Now AT&T is trying again. It hopes to revamp its own flagging computer line by acquiring NCR, the fifth-largest computermaker in the United States.
NCR has tried to stave off a takeover since AT&T announced its $90-a-share bid for the company in December. It took out huge ads urging stockholders not to sell their shares to AT&T. It started a new employee stock plan to make a takeover more expensive. It tried to get the Federal Communications Commission (FCC) to investigate whether an AT&T takeover was legal.
These defenses failed. The FCC refused to look into the takeover. A federal judge struck down the stock plan. At NCR's annual meeting Thursday in Dayton, Ohio, AT&T won a majority of shareholders' votes, according to preliminary results. AT&T appears poised to replace four - but not all - of NCR's 12 directors.
NCR could still emerge as an independent company, but pressures are mounting for a sale.

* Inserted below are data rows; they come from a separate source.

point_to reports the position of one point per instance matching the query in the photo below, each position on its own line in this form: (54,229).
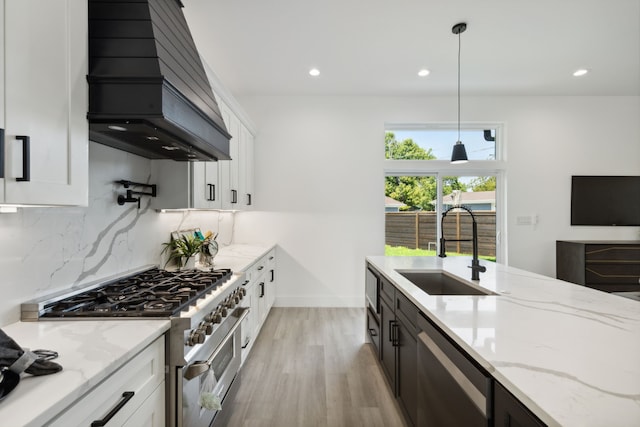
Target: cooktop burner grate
(151,293)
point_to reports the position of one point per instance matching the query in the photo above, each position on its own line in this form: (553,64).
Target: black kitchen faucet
(475,266)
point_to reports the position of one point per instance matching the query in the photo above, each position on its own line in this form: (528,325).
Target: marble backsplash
(44,250)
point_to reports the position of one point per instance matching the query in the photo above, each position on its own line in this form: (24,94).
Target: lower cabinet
(131,396)
(260,285)
(435,382)
(398,348)
(510,412)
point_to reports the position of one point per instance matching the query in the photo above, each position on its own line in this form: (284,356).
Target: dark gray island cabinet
(435,382)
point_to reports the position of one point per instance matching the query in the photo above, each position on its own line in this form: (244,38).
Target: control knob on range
(207,327)
(195,337)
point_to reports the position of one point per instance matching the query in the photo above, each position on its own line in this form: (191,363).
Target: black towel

The day of the annual meeting, NCR announced for the first time its official asking price - $110 per share. AT&T had said it would pay $100 a share if NCR allowed a friendly takeover. Both companies have indicated that talks would continue this week.

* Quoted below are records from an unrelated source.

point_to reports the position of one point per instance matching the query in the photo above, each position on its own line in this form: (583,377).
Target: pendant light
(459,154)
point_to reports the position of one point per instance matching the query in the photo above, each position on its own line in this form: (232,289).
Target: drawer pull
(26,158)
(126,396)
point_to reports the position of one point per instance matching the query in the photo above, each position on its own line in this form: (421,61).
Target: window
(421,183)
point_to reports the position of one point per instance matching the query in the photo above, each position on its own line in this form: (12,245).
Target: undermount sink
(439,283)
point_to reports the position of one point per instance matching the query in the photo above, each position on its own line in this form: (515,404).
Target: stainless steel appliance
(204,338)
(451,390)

As an AT&T takeover looks increasingly likely, the telecommunications giant is preparing for how it will handle the company once it acquires it.
"It has the potential of being a brilliant merger," says Jon Goodman, director of the entrepreneurial program at the University of Southern California. "Whether or not it works depends on how good the managers are."
A successful takeover would be something of a first in the computer industry, acknowledges William O'Shea, AT&T's vice president in charge of marketing and development of computer lines. He says the takeover should show some results within 18 months in terms of new products.
AT&T is interested in NCR for several marketing and product reasons. NCR has a strong computer presence in Europe and Japan, which AT&T lacks. Both companies have embraced the concept of "open systems," which would allow all varieties of computers to be linked together.
What AT&T wants to build is a company that can handle electronic transactions from end-to-end. NCR makes machines that handle those transactions in two important industries: automated teller machines for banks and point-of-sale terminals for retail stores. AT&T's telephone network carries many of those electronic transactions and AT&T has developed considerable expertise in networking the machines that send and receive such data.
From a marketing standpoint, NCR has developed a reputation for customer service that AT&T's computer division lacks.
"They [AT&T] never were able to help or make us happy," says one Los Angeles-area vendor who sells AT&T and NCR computers. "Their flexibility is almost nil."
The biggest challenge will be integrating the people of both organizations, takeover researchers say. If an AT&T-owned NCR a year from now still retains 75 percent of its current staff, that would suggest AT&T was doing things right, Harrigan says.